Talk to Me

Talk to Me (Danny and Michael Philippou)

I’m 47. I watch retro events with middle-aged nostalgia, and I always have a slight churn in my stomach when the phrase ‘The 90s were awesome and rock and roll’ I say small churn, as it’s invoked by the blaze intonation invariably of a white guy my age who never dealt with consequence or loss or scrutiny during that time. I often see a similarly aged woman sitting beside them, almost intensely silent about the past. For many of us, the wild abandonment of parties and the consequences came from a need to fit in, integrate and show we could ‘outboy the white boys’. But they never had a comedown. We did.

‘Talk to Me’ is part of family drama and traditional jump scare horror. More blue collar in its intensity, so think ‘Stir of Echoes’ more than flatliners, with our Lead Mia, being a more impressionable and vulnerable member of ‘the craft’. Having lost her mother recently and at a young age the role she plays is as much protagonist as a plot device as it is her longing to come to terms with her grief that allowed the escalation of chaos around her.

I have little knowledge of Australian life for teenagers, other than the TV. But I do know teenagers, the extra filter of social media and filming everything for wider recognition dovetails with the idea of the seance as a thrill and widens the impact of social pressure.

As a teen, I would have related to the insecurities and bravado, as a 20-30-something I would have called them all thick. now…I’m a bit more reluctant to judge and the characters are all so likeable and a bit archetypal to resent any of them. This is the chilling adventures of Sabrina with a higher sense of force and less sense of mystery. I found the film brutal and visceral, as much for the soundscape as the visuals which turned away from frequently. This is not the Giallo gore of the 80s and I do wonder given the effective levels of self-harm depicted on Scream if 15 was the wise certificate. Although I have to recognise the ‘scare them straight’ argument of my youth watching frisbees in pylons and sparklers burning off fingers was not a bad move.

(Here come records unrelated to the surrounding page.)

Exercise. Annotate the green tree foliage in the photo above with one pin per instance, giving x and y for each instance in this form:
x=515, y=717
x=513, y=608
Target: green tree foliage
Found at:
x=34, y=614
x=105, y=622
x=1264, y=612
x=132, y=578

While the supernatural jump scares and effects are pretty standard in a post-drag-to-hell inferno, the connections and impact are elevated by the groundwork out into the community. The family of Riley, Jade and Jades’ mum, who frankly was the most connected person for me and should undoubtedly win Collect Mother in film 2023 at MTV Hollars or whatever it is called. (im 47). But this triptych and Mia’s relationship with them and Jade’s Boyfriend elevates and makes you care about what happens to each of them. The decisions they make are ones of teenagers scared to look scared. The way this can escalate over the rational and be exploited by the supernatural is the key to this film’s appeal to me.

I had some tragic experiences in my youth and they were not with the fist-in-mouth intensity that smartphones would bring to them. My ability to grieve the loss, while on one level was harder to express, was never rife with the commentary and ownership another camera seems to give it to this day. It’s a hard film, there is a level of formula to what happens, but there is a keen sensitivity in characterisation and how it is expressed. Finally, it is brutal, and it may jar people into an out-of-cinematic experience that one can gain from the likes of the Nun/haunt/Neck Twist franchise du jour. 

It sits in a limbo but not one that is dull. I would recommend for those looking at contemporary horror this is an ideal Halloween ghost story for beginners. And apt at that.